Carta a una mujer comprometida, a Mª Antonia Fernández Felgueroso
Nosotros, los de entonces, ya no somos los mismos.
Palabras éstas de Neruda que bien servían en el reciente acto al que acudí para compartir la entrega de un premio, nada espectacular pero si "especial", que el CERMI nacional entragaba a Mª Antonia Fdez. Felgueroso, aún hoy Procuradora General del Principado de Asturias. Un escenario discreto y un tiempo breve para entrelazar los afectos en unas escasa palabras, que se pronunciaron como preámbulo a la entrega del citado premio.
No hubo vino español, ni prensa agolpándose para rescatar algunas palabras de la mujer que ocupa un cargo, a punto de desaparecer. Y es que entre tanto gasto y despilfarro... va a ser que la Procuradoría es la menos relevante para el ciudadano.

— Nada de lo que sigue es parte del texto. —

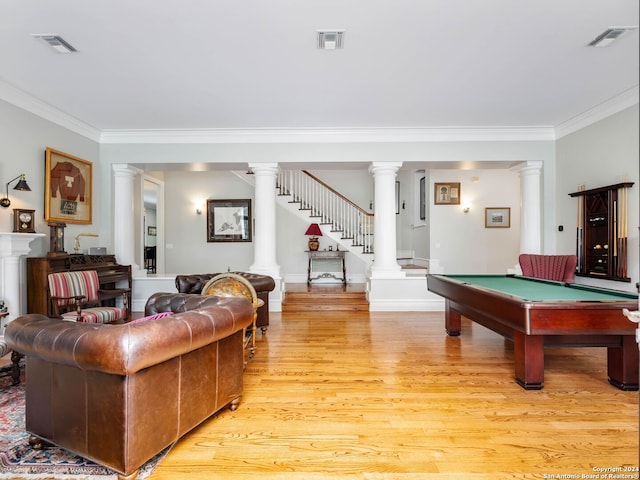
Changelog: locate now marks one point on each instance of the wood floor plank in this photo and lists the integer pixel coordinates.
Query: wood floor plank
(388, 395)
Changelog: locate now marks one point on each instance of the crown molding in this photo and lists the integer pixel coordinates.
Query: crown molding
(603, 110)
(21, 99)
(346, 135)
(27, 102)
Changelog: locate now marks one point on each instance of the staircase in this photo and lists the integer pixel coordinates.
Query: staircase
(349, 225)
(325, 298)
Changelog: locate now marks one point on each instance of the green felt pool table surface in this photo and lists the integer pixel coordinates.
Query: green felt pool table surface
(538, 313)
(537, 290)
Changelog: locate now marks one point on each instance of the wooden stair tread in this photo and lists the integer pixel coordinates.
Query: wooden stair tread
(325, 297)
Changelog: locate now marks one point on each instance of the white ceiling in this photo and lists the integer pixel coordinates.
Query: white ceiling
(253, 64)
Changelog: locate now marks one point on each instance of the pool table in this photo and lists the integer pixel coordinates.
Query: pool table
(536, 313)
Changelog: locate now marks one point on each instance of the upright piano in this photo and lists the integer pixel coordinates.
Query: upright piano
(110, 273)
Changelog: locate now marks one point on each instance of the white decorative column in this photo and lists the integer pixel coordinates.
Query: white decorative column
(264, 235)
(13, 281)
(124, 214)
(385, 264)
(530, 207)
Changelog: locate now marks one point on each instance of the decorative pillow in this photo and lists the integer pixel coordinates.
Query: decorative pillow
(151, 317)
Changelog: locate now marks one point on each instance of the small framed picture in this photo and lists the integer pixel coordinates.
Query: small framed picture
(446, 193)
(497, 217)
(229, 220)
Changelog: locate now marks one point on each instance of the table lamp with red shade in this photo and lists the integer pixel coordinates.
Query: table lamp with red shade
(314, 232)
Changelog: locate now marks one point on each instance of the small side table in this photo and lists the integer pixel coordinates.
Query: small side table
(327, 257)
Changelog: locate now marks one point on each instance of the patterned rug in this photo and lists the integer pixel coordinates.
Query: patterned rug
(19, 459)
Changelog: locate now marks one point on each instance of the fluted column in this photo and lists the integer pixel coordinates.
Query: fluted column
(264, 241)
(530, 207)
(124, 240)
(13, 288)
(385, 263)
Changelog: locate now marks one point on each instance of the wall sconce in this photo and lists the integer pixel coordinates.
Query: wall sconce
(76, 241)
(21, 185)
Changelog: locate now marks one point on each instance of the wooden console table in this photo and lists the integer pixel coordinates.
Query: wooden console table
(327, 256)
(38, 269)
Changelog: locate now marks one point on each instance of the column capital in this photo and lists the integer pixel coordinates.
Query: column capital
(124, 170)
(384, 167)
(264, 168)
(531, 166)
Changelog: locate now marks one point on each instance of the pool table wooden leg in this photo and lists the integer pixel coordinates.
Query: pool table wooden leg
(622, 364)
(528, 353)
(452, 320)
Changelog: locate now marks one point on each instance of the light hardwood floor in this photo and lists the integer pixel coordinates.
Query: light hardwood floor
(391, 396)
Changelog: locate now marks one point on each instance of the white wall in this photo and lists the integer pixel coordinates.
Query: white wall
(24, 138)
(187, 249)
(604, 153)
(460, 241)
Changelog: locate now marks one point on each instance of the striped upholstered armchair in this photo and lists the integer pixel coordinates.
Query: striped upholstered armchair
(76, 296)
(560, 268)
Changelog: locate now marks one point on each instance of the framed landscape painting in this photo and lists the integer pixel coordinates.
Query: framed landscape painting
(446, 193)
(229, 220)
(497, 217)
(67, 188)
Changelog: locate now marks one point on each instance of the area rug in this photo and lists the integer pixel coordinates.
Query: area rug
(19, 459)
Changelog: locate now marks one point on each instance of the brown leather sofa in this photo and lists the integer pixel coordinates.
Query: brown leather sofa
(262, 284)
(120, 394)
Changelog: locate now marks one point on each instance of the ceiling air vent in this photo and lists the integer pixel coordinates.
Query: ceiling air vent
(609, 36)
(56, 42)
(330, 39)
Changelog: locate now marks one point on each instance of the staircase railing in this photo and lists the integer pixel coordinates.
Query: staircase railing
(329, 206)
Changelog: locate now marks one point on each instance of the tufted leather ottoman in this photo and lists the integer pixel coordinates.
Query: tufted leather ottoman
(263, 284)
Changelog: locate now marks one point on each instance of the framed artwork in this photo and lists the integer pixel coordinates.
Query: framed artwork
(67, 188)
(423, 206)
(229, 220)
(446, 193)
(497, 217)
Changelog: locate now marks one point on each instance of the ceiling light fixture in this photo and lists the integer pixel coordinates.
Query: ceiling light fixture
(330, 39)
(609, 36)
(56, 42)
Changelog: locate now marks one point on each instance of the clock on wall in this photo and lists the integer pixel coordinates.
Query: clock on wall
(23, 221)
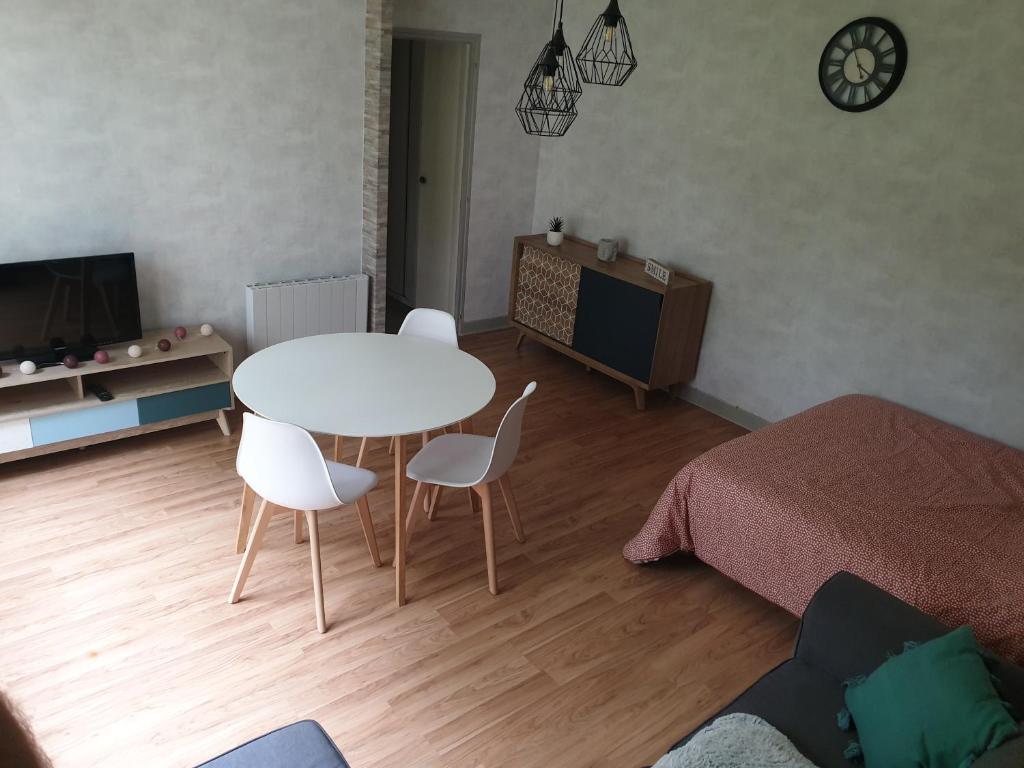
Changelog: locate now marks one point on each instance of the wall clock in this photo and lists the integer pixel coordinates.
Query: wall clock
(862, 65)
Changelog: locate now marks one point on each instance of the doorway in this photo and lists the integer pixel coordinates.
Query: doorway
(433, 93)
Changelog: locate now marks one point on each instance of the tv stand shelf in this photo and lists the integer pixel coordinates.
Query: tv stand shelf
(52, 410)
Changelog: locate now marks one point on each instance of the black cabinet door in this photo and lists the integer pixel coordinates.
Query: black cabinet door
(616, 324)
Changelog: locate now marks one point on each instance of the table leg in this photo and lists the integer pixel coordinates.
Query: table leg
(399, 519)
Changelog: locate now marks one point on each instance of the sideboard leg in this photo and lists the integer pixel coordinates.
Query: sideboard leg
(641, 398)
(222, 423)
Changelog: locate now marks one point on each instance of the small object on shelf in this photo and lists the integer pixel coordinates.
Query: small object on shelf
(658, 271)
(555, 230)
(607, 250)
(101, 392)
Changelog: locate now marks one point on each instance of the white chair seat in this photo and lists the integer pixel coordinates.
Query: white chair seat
(349, 482)
(454, 460)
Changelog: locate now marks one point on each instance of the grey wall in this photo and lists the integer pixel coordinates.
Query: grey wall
(504, 179)
(879, 253)
(221, 141)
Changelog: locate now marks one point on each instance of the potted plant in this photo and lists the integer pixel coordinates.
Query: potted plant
(555, 232)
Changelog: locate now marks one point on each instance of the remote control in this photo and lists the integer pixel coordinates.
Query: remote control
(101, 392)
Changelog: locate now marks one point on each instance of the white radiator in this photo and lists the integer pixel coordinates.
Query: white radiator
(279, 311)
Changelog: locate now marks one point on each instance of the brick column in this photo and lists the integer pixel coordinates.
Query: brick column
(376, 132)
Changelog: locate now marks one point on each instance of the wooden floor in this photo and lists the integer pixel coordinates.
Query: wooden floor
(117, 639)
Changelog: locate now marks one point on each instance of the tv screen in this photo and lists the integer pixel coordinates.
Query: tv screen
(68, 303)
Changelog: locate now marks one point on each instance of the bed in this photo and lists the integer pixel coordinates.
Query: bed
(931, 513)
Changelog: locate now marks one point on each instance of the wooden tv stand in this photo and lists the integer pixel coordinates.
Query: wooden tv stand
(52, 410)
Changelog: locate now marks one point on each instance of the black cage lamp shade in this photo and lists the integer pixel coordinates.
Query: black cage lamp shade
(606, 56)
(547, 107)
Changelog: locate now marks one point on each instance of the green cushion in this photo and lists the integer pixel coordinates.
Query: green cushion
(931, 707)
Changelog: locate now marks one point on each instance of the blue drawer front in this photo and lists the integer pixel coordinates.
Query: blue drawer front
(183, 402)
(88, 421)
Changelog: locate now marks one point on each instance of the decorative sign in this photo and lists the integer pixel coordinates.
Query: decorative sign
(658, 271)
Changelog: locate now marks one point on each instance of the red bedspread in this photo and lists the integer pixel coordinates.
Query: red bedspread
(927, 511)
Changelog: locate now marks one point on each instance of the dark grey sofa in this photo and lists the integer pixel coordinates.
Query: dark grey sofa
(302, 744)
(849, 629)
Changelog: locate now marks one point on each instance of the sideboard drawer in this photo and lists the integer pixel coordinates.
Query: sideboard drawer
(14, 435)
(71, 425)
(184, 402)
(616, 324)
(546, 294)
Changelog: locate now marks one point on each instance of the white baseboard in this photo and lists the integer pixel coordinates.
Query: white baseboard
(718, 407)
(483, 326)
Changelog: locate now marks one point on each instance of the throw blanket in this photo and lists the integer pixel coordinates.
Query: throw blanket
(931, 513)
(736, 740)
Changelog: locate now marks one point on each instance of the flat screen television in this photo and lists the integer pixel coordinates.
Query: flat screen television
(60, 306)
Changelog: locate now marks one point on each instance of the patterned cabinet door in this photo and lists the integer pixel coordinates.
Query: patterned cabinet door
(546, 294)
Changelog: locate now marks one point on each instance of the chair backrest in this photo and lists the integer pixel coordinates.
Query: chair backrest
(507, 440)
(430, 324)
(283, 464)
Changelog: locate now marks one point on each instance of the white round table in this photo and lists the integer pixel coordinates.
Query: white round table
(367, 385)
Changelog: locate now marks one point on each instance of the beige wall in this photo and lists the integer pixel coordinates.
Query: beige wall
(221, 141)
(880, 253)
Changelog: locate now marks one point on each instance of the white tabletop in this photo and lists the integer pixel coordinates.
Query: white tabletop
(364, 385)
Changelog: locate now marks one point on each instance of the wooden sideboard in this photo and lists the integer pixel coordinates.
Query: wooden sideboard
(610, 316)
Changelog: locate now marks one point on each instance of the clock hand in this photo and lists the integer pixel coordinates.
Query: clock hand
(859, 67)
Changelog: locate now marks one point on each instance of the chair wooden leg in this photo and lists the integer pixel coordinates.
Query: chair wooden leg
(245, 517)
(488, 536)
(435, 501)
(311, 521)
(413, 510)
(367, 520)
(466, 427)
(255, 541)
(506, 486)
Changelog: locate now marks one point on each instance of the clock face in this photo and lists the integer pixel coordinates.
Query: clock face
(862, 65)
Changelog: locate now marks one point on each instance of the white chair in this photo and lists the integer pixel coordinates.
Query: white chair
(425, 324)
(282, 464)
(469, 461)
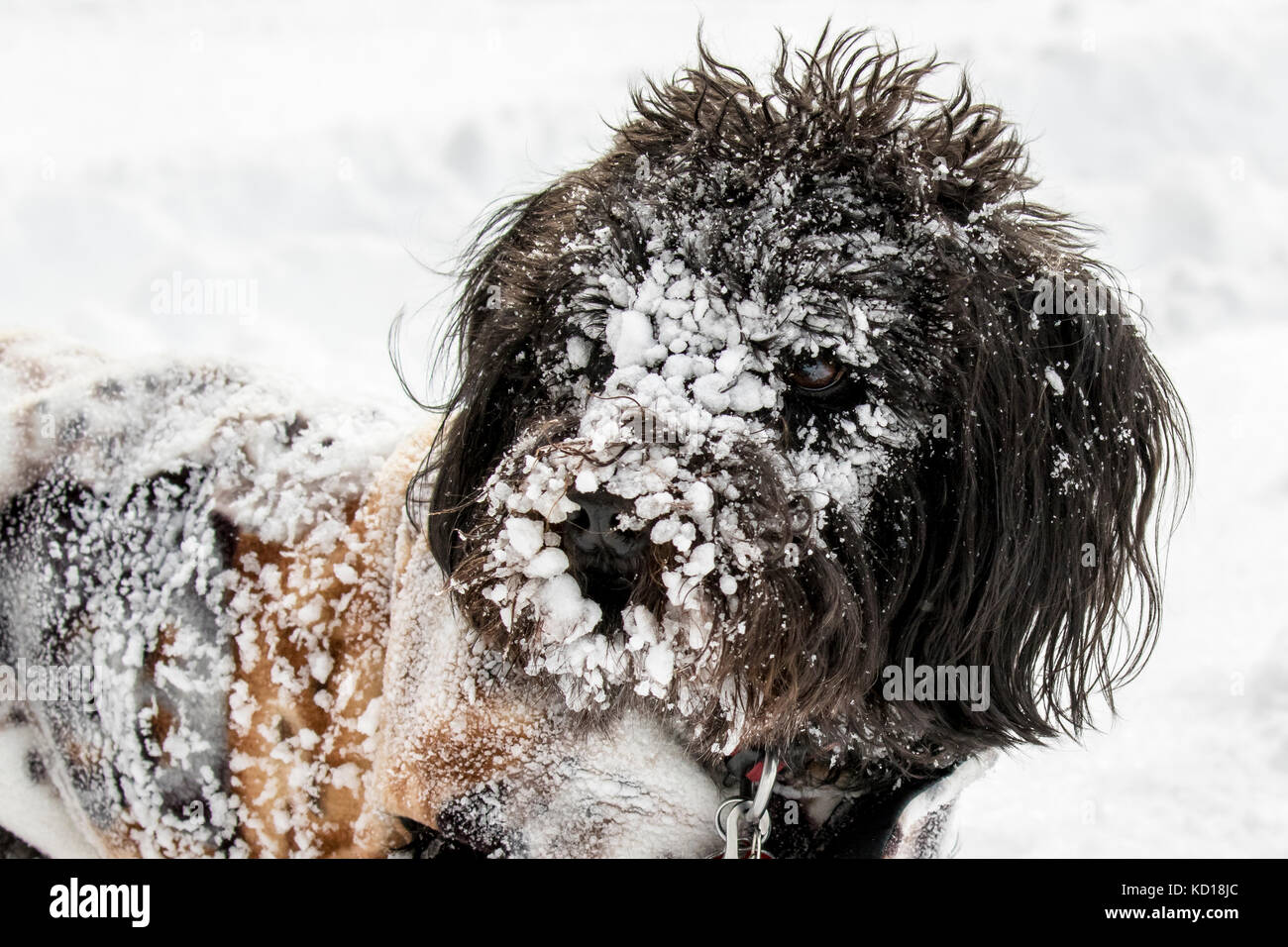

No seré yo quien valore la oportunidad de este recorte, puesto que estoy claramente a favor de otros muchos... muchos que afectan a cargos políticos e institucionales a los que me cuesta encontrar sentido y razón. En este caso, discrepo sencillamente de esta decisión.
Mª Antonia, mujer siempre sonriente y de aspecto esencialmente discreto, apareció cuando yo inicié mi vida profesional en la Discapacidad (entonces Minusvalía...) Ella era la Directora de este departamento, y junto a un equipo joven y muy comprometido inició un gran proyecto por y para la "defensa de los derechos... de muchos derechos". Su cargo no le separó de las asociaciones, ni de las familias, jamás rechazó reunión ni debate... recuerdo sus primeras palabras y consejos en una sencilla comida con el Presidente de ADEPAS, D. Agustín, amigos ambos de la terturlia y de la tolerancia.
El trabajo de esta mujer, constante y responsable, que siempre atrajo a personas leales y laboriosas, para formar equipo, ha sido siempre un trabajo "sensato" y especialmente "decente". Digo decente en tiempos como los actuales donde casi nadie lee los informes y casi siempre se encargan a "otros servicios jurídicos"... Mª Antonia compartía modelo, estrategia, dudas y proyectos en una Consejería que aglutinaba grandes sueños y expectativas para colectivos que, como el que a mí me ocupa, empezaba a hacerse visible en la sociedad.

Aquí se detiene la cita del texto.